Hurricane Irma Compounds the Market Impact of Harvey

Hurricane Irma Compounds the Market Impact of Harvey

Following closely on the heels of the devastating Category 3 Hurricane Harvey, another major weather event, Hurricane Irma (a Category 5 at its height), has finished ripping its way up the Florida coast and is being called the worst storm to ever hit the United States.

Financial experts and the SEC have been hard at work assessing the market impact of Harvey and, now, must factor in the effects of Irma as well in their efforts to map out a comprehensive market overview.

Here’s a look at the numbers thus far:

  • Insured losses from Harvey have been estimated to be between $25 billion and $35 billion with the total economic damage between $70 billion and $90 billion.
  • Hurricane Irma’s insured losses are now being estimated between $20 billion and $65 billion with the total damage still being calculated but expected to exceed that of Harvey.
  • Fitch Ratings, one of the big three credit rating agencies, has cautioned that insured losses of over $75 billion or another large hurricane after Irma, might cause “notable financial strain” on the insurers.

Both Harvey and Irma have begun making their way into corporate earnings calls, already with transcripts showing 32 and 22 mentions respectively, as companies factor in damage to inventory and property, temporary retail space closings, delivery delays, reduced plant production, etc. into their bottom lines. Almost all are expecting some negative impact but were still making assessments at the time of their calls.

On the positive side, history has shown economic strain following natural disasters to be regionally contained and relatively short-lived – slowing economic growth but not crippling the economy. This is due, in part, to the way GDP is calculated; the rebuilding efforts stimulate the markets and largely cover the losses from property damage and displaced citizens. Little comfort to those currently facing the devastation, but gasoline prices have already begun leveling off and stocks like Home Depot and Lowe’s are certain to go up as rebuilding efforts get underway. Cox Automotive has estimated 500,000 vehicles were destroyed and their replacement will lift profits in the automotive industry during the fourth quarter as insurance claims are paid.

Another factor affecting short-term economic growth in the wake of the two massive storms will be the strain placed on the job market. The last week of August saw 62,000 more people enroll for unemployment insurance – predominantly in Texas. The total claims for the week came to 298,000, which is the highest in two years. As the claims for Irma come pouring in – expected to be substantial because of the hard-hit tourism industry and the generally more wide-spread area of damages – that number is sure to achieve a new record.

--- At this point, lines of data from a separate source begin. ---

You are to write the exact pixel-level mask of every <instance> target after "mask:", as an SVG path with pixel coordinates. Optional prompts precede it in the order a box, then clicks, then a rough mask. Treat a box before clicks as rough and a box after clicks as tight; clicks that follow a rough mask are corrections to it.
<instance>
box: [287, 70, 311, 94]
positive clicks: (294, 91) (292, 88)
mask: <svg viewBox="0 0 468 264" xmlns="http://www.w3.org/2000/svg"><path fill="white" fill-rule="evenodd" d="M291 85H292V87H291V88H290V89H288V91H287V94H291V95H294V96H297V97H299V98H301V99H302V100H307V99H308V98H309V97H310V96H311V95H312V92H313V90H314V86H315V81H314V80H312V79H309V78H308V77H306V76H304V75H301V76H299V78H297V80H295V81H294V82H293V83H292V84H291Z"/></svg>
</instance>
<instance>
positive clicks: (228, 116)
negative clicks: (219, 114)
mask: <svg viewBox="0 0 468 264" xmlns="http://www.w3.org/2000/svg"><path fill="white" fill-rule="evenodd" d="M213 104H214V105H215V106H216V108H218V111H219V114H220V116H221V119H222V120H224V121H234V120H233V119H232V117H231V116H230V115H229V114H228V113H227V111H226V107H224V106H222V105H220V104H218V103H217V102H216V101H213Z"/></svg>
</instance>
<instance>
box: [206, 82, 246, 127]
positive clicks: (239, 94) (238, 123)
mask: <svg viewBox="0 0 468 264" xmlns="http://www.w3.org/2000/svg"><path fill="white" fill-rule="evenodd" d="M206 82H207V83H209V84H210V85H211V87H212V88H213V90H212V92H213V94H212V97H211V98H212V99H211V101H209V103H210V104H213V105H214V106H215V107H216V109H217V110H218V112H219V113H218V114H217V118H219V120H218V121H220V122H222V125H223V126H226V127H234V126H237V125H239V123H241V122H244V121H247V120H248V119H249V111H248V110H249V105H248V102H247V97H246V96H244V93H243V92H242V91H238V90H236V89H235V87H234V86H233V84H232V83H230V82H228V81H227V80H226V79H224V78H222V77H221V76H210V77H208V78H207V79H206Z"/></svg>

However, according to PNC Financial Services Group Chief Economist Gus Faucher, “Much of reconstruction is subsidized by insurance payouts and federal aid, and it usually gives hiring a boost.”

It certainly does not mean that all is fine and well after such events. Insurance coupled with state and federal aid will not always cover 100 percent of the needs of the people and businesses affected. Many will have to dip into, and in some cases wipe out, substantial savings. While these outlays count as economic growth, they aren’t the kind of durable growth that can serve as pillars for a strong economy.

As JP Morgan economist Michael Feroli said, “More growth does not mean more well-being.”